A fast topology inference: a building block for network-aware parallel processing

  • Authors:
  • Tatsuya Shirai;Hideo Saito;Kenjiro Taura

  • Affiliations:
  • University of Tokyo;University of Tokyo;University of Tokyo

  • Venue:
  • Proceedings of the 16th international symposium on High performance distributed computing
  • Year:
  • 2007

Quantified Score

Hi-index 0.00

Visualization

Abstract

Adapting to the network is the key to achieving high performance for communication-intensive applications, including scientific computing,data intensive computing, and multicast, especially in Grid environments.
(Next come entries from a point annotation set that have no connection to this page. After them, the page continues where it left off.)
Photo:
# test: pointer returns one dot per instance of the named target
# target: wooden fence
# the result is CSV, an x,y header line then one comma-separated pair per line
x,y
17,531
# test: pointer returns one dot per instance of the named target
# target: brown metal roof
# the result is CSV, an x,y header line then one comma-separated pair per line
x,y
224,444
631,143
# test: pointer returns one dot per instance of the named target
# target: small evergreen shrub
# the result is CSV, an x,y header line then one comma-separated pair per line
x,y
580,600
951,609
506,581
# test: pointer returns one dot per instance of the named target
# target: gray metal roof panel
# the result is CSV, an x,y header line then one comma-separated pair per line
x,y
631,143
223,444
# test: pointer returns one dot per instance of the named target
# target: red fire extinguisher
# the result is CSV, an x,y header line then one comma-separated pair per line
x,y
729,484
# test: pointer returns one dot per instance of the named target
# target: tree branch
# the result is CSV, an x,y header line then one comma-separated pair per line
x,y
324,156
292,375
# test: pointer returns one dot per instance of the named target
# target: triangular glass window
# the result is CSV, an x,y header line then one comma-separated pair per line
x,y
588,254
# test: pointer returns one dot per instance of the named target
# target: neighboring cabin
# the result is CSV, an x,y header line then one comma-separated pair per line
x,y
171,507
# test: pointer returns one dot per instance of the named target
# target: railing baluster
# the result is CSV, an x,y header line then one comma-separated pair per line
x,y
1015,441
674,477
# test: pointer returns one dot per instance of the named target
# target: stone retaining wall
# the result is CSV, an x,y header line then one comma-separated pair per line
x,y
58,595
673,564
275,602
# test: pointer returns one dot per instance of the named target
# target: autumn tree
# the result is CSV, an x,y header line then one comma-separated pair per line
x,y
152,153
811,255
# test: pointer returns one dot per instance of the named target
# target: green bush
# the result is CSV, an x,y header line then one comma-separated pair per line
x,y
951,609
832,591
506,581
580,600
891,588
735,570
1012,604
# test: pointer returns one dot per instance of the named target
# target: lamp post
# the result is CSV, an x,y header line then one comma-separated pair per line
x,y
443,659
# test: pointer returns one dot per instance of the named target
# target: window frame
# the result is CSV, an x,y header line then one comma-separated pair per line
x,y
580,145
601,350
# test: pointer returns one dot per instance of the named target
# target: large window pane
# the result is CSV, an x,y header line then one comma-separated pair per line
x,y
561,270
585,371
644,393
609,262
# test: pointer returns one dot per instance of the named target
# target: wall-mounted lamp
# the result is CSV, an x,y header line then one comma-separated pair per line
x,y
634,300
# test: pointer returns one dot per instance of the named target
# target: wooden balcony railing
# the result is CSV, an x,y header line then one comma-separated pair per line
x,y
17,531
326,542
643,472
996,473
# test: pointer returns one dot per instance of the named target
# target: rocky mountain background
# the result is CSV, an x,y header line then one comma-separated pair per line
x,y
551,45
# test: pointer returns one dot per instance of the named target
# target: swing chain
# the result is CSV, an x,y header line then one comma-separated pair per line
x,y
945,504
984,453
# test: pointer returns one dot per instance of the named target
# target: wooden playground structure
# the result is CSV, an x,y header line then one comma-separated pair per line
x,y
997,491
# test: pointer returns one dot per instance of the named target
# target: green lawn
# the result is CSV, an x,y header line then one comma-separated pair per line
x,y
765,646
This paper investigates an approach of representing network as a tree of participating hosts and switches matching or approximating their physical topology, and describes a fast, non-intrusive, and portable algorithm for inferring such a topology. This representation and the proposed inference algorithm serves as a key to building network-aware applications in a portable manner. The algorithm is based solely on RTTs of small packets between end hosts; it does not rely on popular but not universally available protocols such as trace route and SNMP. Another benefit is that it can handle all layers of network uniformly without any a priori knowledge of cluster configurations. The required number of measurements is O(Nd) in certain idealizing assumptions made for the purpose of analysis, where N is the number of participating processes and d the diameter of the network, which is usually small in real networks. In our experimental environment, the inference algorithm built a topology of 64 hosts in a single cluster in 4 seconds and and that of 256 hosts across 4 clusters in 15 seconds. It is able to not only identify clusters within a Grid, but also to partially identify the Layer 2 topology within a cluster. This is important for optimizing bandwidth-limited operations such as broadcast. We built several network-aware applications upon the inference system, including efficient bandwidth measurements and long message broadcasts. The topology is used to schedule as many measurements as possible in parallel without competing on shared links. We were able to build a bandwidth map of 256 hosts across 4 clusters in 27 seconds.